For every patient I have who comes to me believing that a low-carb diet is the way to be healthy or control weight, I have another who has been unable to shrug off the vestiges of the low-fat era, convinced that eating more fat will lead to heart disease or weight gain.
I remind them that the evidence strongly suggests that when you reduce something in your diet - such as carbs or fat - it's important to be mindful of what you replace it with.
For example, when the public was advised to lower fat decades ago, most people swapped it for foods high in sugar and white flour, rather than with fruits, vegetables and whole grains. Not ideal.
When it comes to weight loss, the past several years of research show that low-carb diets may have a slight short-term edge on average, but that neither can claim true superiority, especially given that about 95 percent of dieters end up regaining.
A decade ago, a group headed by nutrition scientist Christopher Gardner, professor of medicine at Stanford University, published a study comparing the Atkins, Zone, Ornish and LEARN diets among a group of 311 women.
After a year, average weight loss was only a few pounds, but when you looked beyond that, the difference between losers and gainers on each of the four diets was huge: some lost 55 pounds (25kg), others gained 10 to 20 pounds (4.5-9kg). Why?
Gardner's group decided to try to answer that question, focusing not on which diet was best, but which diet was best for whom.
Some preliminary research - including one study from Gardner's group published in 2012 - suggested that how someone's body responds to the hormone insulin may be key. And then there's our individual genetic makeup - could it predispose us to thriving on less fat, or less carbs?
I had been looking forward to hearing the results of Gardner's more recent DIETFITS study at a conference a few months ago.
When I did, what first struck me was how relatively "real world" this study was, designed to help participants stick to their randomly assigned plan, while following it in a sustainable way.
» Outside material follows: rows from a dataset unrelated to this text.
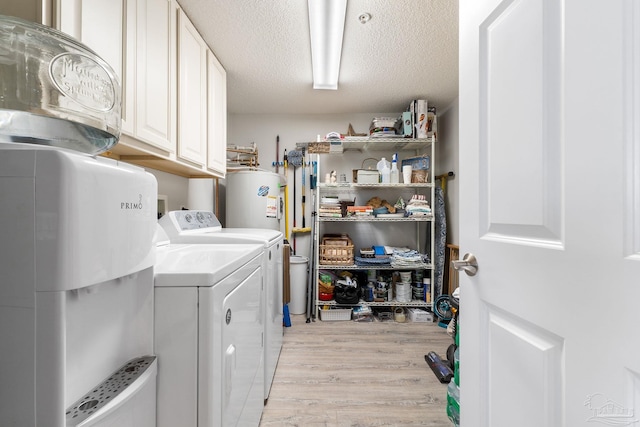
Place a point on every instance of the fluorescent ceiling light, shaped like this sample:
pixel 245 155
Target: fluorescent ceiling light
pixel 326 27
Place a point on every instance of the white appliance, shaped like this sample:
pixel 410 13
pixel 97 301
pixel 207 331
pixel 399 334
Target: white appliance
pixel 76 294
pixel 253 200
pixel 209 335
pixel 204 228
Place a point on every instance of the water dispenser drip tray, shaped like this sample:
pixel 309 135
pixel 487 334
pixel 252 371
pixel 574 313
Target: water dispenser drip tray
pixel 108 391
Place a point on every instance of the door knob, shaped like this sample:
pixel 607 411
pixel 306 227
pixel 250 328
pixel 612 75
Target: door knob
pixel 469 264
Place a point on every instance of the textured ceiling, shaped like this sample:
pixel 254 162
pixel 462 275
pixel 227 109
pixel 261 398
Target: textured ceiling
pixel 408 50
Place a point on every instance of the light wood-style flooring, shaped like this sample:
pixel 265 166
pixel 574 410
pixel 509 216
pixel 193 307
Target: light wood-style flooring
pixel 346 373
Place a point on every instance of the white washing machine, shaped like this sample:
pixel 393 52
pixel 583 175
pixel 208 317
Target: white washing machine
pixel 203 227
pixel 209 335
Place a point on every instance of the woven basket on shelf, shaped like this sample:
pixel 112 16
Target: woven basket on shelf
pixel 336 250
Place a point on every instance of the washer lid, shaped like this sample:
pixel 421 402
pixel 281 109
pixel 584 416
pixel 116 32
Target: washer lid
pixel 201 264
pixel 264 236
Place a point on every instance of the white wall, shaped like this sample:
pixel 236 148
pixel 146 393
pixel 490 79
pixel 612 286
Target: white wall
pixel 447 160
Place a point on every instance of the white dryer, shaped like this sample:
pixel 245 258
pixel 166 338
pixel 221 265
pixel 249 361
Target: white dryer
pixel 203 227
pixel 209 335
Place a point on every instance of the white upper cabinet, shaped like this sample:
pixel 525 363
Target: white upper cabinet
pixel 192 91
pixel 99 24
pixel 149 112
pixel 217 116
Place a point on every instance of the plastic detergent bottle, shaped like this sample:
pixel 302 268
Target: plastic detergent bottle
pixel 384 171
pixel 395 173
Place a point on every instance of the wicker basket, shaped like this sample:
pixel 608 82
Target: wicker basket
pixel 335 314
pixel 336 255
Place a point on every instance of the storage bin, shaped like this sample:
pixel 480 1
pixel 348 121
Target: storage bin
pixel 336 250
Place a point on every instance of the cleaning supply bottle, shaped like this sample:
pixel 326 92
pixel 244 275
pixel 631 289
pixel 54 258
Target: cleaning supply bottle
pixel 395 173
pixel 384 171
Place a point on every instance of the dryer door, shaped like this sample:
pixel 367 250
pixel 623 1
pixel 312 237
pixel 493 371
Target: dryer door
pixel 231 386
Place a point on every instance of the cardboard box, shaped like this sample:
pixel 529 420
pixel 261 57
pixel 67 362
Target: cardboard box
pixel 417 163
pixel 416 314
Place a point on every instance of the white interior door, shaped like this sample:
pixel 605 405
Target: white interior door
pixel 550 206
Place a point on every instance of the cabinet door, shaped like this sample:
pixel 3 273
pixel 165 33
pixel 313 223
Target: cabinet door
pixel 217 116
pixel 192 89
pixel 99 24
pixel 154 81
I've had a few patients who went on months-long food benders after participating in highly restrictive diet studies, so I consider "sustainable" a critical detail.
Because there's no standard definition of "low-fat" or "low-carb," Gardner asked the 609 participants to aim for 20 percent carbs or fat, depending on their diet assignment. After a few weeks, they could adjust upward if needed.
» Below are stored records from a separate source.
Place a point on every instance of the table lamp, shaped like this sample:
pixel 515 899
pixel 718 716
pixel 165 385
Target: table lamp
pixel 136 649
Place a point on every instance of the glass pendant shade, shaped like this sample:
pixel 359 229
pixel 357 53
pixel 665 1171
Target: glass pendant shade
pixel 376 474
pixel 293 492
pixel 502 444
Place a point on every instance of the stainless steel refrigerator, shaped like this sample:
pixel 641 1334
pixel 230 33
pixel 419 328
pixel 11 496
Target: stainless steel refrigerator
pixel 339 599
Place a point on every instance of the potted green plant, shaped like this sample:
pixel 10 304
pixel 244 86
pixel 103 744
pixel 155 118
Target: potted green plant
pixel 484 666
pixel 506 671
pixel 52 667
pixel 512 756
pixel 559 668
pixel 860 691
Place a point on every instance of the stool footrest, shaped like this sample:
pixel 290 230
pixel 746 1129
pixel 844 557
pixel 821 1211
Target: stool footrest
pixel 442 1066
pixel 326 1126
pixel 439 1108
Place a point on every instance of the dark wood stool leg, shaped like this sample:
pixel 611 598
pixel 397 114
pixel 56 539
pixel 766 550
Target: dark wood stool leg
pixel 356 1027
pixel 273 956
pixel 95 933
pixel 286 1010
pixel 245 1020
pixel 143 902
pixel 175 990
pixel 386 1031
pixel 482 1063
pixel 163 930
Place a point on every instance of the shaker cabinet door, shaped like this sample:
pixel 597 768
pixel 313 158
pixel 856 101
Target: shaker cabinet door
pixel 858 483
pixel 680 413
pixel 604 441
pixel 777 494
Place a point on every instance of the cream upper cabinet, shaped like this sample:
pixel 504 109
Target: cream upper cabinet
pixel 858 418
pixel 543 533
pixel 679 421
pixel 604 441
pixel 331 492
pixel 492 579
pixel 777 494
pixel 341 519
"Please help define for the American public what is low-carb and low-fat, not just lower," he said to them. "What's the lowest you can tolerate so you can look us in the eye and say, at the end of this period, 'Yeah, I think that this place where I ended up is something I could do for the rest of my life.' "
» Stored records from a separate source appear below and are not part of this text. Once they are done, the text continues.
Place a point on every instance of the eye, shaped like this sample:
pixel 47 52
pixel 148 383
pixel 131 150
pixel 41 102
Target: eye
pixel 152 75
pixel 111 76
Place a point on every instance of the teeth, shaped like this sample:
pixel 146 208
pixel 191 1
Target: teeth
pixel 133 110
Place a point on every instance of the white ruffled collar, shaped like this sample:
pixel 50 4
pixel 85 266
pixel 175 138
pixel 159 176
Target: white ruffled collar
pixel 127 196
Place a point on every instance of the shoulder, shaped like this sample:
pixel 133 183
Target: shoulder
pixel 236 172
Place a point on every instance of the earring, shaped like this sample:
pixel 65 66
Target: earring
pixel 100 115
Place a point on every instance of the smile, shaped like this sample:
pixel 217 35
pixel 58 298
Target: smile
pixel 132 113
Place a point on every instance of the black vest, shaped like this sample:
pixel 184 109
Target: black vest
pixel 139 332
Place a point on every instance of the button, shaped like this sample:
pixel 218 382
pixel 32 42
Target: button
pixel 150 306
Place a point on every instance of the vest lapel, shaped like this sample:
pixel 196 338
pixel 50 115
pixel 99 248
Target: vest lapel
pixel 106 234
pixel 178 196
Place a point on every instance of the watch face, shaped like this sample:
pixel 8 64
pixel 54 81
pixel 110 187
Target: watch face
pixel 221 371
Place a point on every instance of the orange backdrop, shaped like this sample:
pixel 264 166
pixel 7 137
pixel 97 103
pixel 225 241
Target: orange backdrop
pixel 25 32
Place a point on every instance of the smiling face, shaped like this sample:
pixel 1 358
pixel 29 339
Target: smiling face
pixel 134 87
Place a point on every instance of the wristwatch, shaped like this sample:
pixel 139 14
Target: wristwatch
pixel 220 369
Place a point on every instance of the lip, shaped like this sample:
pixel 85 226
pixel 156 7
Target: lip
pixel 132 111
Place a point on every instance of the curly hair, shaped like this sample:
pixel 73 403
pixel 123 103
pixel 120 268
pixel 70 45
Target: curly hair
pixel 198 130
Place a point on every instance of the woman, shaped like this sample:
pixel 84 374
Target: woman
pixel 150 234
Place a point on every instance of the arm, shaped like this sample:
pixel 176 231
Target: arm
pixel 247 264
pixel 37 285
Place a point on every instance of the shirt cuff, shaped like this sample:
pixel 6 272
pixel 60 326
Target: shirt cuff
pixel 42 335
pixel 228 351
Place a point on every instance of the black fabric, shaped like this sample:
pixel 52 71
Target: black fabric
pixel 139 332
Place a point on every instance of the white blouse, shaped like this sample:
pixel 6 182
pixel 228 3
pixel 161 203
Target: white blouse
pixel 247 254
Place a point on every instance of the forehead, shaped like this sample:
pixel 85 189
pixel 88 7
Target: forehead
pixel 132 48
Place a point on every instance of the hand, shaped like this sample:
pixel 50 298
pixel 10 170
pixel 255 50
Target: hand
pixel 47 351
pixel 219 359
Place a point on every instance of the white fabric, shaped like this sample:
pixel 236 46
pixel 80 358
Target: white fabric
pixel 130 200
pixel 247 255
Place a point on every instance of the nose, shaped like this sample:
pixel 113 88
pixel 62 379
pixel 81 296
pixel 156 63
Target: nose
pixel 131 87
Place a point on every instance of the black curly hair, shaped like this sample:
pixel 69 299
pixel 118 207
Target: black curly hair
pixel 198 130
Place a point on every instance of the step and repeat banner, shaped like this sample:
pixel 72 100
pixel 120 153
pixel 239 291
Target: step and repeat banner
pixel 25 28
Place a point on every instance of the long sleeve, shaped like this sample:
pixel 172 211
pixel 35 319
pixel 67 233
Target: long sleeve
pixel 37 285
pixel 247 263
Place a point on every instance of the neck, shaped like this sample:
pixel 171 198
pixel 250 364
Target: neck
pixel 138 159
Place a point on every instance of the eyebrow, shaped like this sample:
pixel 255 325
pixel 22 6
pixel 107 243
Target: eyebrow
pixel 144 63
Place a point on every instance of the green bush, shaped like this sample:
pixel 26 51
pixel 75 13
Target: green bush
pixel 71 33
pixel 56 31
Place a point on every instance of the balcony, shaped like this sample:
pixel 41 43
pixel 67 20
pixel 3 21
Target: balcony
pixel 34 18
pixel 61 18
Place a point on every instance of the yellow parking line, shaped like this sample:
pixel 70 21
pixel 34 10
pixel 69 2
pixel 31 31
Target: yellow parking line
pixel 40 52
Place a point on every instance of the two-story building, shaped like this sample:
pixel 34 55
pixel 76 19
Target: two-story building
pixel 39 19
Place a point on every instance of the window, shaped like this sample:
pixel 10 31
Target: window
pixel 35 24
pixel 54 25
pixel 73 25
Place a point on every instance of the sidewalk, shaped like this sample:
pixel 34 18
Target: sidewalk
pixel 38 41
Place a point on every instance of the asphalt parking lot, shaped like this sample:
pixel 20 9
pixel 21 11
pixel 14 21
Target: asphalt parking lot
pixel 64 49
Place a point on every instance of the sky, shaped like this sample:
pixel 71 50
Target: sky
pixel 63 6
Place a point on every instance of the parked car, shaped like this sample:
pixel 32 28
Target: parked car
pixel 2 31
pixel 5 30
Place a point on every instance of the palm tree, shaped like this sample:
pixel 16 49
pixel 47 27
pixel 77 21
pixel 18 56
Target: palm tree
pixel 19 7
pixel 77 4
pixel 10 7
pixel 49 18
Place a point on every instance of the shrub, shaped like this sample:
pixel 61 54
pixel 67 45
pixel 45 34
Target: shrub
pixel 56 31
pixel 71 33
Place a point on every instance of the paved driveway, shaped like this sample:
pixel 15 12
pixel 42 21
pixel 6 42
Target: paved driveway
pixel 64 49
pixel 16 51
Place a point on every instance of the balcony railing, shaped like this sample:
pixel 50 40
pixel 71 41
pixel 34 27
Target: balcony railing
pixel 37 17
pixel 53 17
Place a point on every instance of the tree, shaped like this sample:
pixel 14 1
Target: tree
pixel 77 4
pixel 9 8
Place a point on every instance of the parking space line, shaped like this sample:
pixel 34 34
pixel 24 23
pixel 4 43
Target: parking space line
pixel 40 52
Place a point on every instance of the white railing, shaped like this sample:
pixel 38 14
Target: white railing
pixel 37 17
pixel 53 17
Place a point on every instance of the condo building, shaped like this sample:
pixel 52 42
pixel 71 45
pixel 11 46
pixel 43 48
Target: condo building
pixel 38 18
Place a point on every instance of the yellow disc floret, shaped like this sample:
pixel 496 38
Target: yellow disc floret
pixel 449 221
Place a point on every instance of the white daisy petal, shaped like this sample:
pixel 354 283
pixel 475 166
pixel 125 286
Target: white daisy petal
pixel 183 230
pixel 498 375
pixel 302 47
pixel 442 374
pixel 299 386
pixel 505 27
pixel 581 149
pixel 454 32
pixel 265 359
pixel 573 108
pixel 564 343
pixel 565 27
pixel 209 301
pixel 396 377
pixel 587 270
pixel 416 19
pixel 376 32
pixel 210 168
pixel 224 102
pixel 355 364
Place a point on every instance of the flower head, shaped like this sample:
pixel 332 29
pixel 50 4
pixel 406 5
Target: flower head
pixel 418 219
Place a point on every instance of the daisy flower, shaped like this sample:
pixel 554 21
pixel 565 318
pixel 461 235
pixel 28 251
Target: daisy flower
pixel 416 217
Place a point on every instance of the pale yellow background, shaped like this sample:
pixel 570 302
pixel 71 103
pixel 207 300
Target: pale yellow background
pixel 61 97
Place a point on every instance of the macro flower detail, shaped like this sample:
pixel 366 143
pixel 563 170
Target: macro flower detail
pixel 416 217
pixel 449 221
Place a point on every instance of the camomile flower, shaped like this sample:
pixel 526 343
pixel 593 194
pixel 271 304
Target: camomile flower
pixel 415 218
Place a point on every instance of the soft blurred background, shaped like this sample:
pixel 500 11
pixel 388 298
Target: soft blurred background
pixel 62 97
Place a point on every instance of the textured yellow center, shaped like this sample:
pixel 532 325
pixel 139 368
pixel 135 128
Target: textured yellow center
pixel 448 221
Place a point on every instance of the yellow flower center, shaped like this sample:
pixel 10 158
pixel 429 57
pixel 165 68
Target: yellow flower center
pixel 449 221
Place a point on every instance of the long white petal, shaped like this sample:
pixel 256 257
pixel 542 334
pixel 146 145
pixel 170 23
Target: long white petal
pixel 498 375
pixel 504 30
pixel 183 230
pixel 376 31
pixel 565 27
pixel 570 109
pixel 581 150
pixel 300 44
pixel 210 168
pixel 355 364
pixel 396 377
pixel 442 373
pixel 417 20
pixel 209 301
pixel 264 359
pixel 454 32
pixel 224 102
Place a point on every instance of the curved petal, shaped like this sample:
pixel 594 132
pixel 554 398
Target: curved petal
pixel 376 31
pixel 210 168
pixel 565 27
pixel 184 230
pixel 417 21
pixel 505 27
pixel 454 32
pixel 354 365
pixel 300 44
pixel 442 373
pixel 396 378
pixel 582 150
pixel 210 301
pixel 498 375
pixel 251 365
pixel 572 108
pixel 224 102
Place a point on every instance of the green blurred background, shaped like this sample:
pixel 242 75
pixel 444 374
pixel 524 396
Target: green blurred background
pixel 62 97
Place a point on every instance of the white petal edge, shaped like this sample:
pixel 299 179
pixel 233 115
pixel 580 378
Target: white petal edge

In the end, "low-carb" meant about 30 percent carbs and 45 percent fat, while "low-fat" was about 29 percent fat and 48 percent carbs. Despite not being required to cut calories, participants were eating an average of 500 calories less, and what they were eating was high quality.
The low-fat group was encouraged to choose whole grains, a variety of beans and lentils, seasonal organic fruit, organic low-fat milk and lean meats. The low-carb group was pointed toward high-quality oils and fats, organic avocados, hard cheeses, nut butters, grass-fed meat and pasture-raised eggs.
"Everyone was supposed to have vegetables all day long as much as they could, have a salad every day, and no added sugar and as little refined flour as you could get," Gardner said.